Nothing in her work is straightforward: a carpet is not a carpet, a lamp is not just a lamp, and a self-portrait is not a self-portrait.
Self-Portrait as an Orientalist Carpet: A Tapestry of Meanings
In her ongoing series Self-Portrait as an Orientalist Carpet, Yeşim uses textiles to question the shifting power dynamics between East and West. The works resemble traditional Anatolian blankets, a craft passed down through generations but increasingly displaced by industrial production.
" The traditional blankets are handmade, labour-intensive, and expensive. With the rise of mass-produced alternatives, this has become a disappearing tradition," Yeşim explains.
Despite their familiar appearance, her pieces are not conventional carpets: they integrate industrial details such as zips, buckles, and chains, creating an unexpected tension between couture and domesticity. "I call them carpets, but they are not carpets. They are supposed to be self-portraits, but they are not self-portraits," she says. " I am interested in the area between categories.

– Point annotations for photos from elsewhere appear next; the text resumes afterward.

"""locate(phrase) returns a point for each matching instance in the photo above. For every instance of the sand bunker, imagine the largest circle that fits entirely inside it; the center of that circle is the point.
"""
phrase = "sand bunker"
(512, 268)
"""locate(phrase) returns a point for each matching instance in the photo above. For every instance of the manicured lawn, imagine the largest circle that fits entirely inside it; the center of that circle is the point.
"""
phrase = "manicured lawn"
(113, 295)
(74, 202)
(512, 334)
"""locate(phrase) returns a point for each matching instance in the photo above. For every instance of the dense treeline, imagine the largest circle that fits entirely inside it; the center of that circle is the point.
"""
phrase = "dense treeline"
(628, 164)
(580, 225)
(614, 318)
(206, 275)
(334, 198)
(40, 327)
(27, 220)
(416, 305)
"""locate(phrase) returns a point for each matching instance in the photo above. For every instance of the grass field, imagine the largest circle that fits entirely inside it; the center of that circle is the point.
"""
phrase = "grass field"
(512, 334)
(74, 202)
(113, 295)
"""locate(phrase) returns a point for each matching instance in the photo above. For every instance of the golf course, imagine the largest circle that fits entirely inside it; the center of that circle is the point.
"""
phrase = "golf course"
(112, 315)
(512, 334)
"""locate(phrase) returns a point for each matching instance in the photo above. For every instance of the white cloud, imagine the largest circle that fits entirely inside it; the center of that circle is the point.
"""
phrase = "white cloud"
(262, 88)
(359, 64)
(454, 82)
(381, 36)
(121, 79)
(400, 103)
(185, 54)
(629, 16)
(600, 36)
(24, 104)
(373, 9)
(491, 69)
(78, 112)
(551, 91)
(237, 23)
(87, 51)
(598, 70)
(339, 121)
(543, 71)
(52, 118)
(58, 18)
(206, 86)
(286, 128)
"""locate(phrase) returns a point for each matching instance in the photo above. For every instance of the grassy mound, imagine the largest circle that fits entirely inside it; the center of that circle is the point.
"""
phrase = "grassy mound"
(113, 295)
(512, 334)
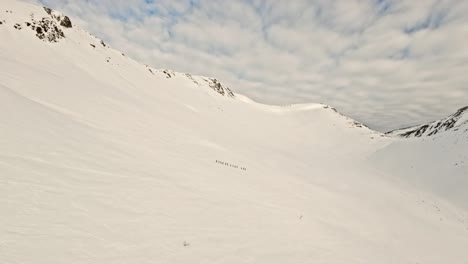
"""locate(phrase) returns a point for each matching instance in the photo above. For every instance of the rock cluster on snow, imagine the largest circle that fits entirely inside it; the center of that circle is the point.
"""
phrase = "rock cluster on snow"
(452, 122)
(219, 88)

What we think we recognise shifts the moment we look closer."

The series directly engages with Orientalism, a concept articulated by Edward Said, describing how the West has historically romanticised and oversimplified ‘Eastern’ cultures. Yeşim’s work reflects, distorts, and questions these portrayals.
"There is this idea that the East is one single entity, just ‘the Orient’. Obviously, the East is not a single entity; it consists of many different cultures, belief systems, and layers. This kind of oversimplification is what creates many stereotypes," she notes. Her textile works embrace these contradictions, challenging fixed definitions of culture, identity, and authenticity.

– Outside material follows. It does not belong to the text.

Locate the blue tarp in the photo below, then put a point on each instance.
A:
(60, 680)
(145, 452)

New Faces in Town: Lamps as a Reflection of Migration and Mass Industry
Alongside her textile works, Yeşim presents a series of lamps, where mass production and mobility converge. These sculptural objects combine factory-made shoes with an iron structure, while their base consists of a suitcase. The result is a hybrid piece: a lamp that is equally an image of migration, production, and displacement.
"I wanted to create a mix of serial production and craftsmanship," she says. "These lamps are exactly that. They contain shoes that are mass-produced in Istanbul, but the metal parts are welded by hand. They exist at the intersection of functionality and absurdity."
By using a suitcase as the base, Yeşim makes a direct reference to movement, both in a literal and symbolic sense. "It was important to me that these objects have an invisible presence. As if the shoes have just been left behind by someone who moved on, as if the object itself have been travelling."
Like her textile pieces, the lamps blur the lines between the serial and the handmade, between design and sculpture. They evoke themes of labour migration, economic survival, and the silent presence of workers whose stories often remain untold.

What Does "New" Mean in a Time of Change?
The New Art Section at Art Rotterdam 2025 poses the question: What does 'new' mean in a time of significant social and cultural transformation? Yeşim’s work offers a powerful response:
"What I do is not necessarily new in the sense of creating something completely ‘original’," she says. "I look at what already exists, what moves, what disappears. The new lies in how you look at it again."
In a world where labour, production, and migration shape both people and objects, Yeşim Akdeniz’s work exposes the instability of what we call ‘new’ as she repurposes, reconfigures, and reveals.